鈴木里志 先生

沖縄リハビリテーションセンター病院
リハビリテーション部 副部長 
作業療法士 鈴木里志

当院では、脳卒中リハビリテーションの治療技術向上を目的として、計4回にわたるハンドリング技術講習を実施いたしました。

講師には、リハビリステーションNOVAの作業療法士である波平様、上原様のお二方をお招きしました。お二人は脳卒中リハビリテーションを中心に研鑽を積まれており、豊富な臨床経験に基づいた熱心なご指導をいただきました。

NOVAの講習の特長は、単に「触り方」を教えるのではなく、臨床推論を通して「どう触るか」「なぜ触るか」を学ぶ点にあります。 患者さんの姿勢や動きを丁寧に観察し、その反応に応じて関わりを変えていくこと。すなわち、ハンドリングを「患者さんとの対話の手段」として捉える視点を、一貫して示してくださいました。

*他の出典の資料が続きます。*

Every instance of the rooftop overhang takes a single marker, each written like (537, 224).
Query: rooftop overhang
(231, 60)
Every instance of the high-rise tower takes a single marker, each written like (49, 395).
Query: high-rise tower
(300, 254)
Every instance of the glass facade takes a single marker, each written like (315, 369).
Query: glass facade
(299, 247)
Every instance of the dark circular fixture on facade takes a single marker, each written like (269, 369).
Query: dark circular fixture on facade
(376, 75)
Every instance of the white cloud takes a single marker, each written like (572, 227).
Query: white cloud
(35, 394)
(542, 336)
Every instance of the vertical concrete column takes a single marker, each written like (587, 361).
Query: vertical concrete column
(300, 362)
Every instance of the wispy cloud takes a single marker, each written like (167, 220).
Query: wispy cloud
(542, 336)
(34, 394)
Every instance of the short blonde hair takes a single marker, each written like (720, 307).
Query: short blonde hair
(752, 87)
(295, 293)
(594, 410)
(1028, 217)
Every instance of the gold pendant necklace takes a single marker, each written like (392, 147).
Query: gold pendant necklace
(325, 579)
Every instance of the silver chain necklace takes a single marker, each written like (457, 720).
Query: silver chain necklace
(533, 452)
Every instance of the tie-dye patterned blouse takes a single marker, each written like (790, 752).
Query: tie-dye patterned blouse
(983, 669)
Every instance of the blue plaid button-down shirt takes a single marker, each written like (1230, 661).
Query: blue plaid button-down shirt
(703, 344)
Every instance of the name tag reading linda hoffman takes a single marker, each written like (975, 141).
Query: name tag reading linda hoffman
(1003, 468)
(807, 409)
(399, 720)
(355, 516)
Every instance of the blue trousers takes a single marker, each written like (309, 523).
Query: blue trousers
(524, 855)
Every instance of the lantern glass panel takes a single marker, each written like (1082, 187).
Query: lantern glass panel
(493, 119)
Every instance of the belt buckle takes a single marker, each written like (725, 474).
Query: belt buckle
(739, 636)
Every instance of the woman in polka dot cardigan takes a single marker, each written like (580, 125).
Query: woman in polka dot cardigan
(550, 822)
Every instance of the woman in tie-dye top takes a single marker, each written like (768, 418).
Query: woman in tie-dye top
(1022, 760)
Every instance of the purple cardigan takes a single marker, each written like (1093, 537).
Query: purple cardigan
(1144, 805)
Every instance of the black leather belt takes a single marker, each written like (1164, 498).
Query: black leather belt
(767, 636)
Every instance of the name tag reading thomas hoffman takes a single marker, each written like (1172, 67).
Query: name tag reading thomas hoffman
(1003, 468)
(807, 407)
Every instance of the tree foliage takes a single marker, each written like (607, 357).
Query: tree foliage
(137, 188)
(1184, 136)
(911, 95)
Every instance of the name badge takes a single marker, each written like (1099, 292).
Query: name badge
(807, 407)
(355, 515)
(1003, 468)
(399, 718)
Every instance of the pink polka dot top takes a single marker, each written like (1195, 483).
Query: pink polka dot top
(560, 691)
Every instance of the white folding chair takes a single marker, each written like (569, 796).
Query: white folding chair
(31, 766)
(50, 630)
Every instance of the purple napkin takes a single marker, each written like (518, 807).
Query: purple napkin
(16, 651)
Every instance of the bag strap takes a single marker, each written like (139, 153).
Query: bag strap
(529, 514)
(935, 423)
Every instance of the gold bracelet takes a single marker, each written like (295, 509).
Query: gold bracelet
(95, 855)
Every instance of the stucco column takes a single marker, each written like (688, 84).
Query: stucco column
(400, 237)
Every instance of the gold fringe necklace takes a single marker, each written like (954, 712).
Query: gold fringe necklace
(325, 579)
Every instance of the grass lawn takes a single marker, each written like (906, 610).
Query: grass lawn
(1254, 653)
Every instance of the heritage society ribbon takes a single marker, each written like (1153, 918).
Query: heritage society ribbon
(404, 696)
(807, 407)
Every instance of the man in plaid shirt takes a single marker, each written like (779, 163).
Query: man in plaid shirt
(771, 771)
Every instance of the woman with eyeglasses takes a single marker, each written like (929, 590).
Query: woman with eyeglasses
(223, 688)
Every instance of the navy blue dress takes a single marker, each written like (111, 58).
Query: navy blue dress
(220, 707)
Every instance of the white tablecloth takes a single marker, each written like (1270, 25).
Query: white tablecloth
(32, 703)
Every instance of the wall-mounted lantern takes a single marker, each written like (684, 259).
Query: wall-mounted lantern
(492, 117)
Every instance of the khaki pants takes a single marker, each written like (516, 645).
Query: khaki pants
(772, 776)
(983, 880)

その結果、職員間での共通理解が深まり、日常臨床の中で患者さんの反応を引き出せたり、動作の変化を実感できたりする場面が増えています。講習後には参加者同士、技術共有や意見交換も活発になり、自然発生的な勉強会が開催されるなど、専門職としての高い士気と研鑽意欲が持続しています。こうした活発な学びの循環は、知識の深化に留まらず、対象者の微細な変化を捉える「セラピストとしての感性」を磨くことにも繋がっています。

NOVAの講習は、技術を教える研修ではなく、臨床推論を軸に、ハンドリングを通して患者と対話する力を育てる教育支援です。脳卒中リハビリテーションの質向上を目指す病院・施設にとって、安心して依頼・紹介できる研修だと感じました。

クライエントの回復への希望をあきらめず、日々の臨床に向き合いたいすべての方におすすめします。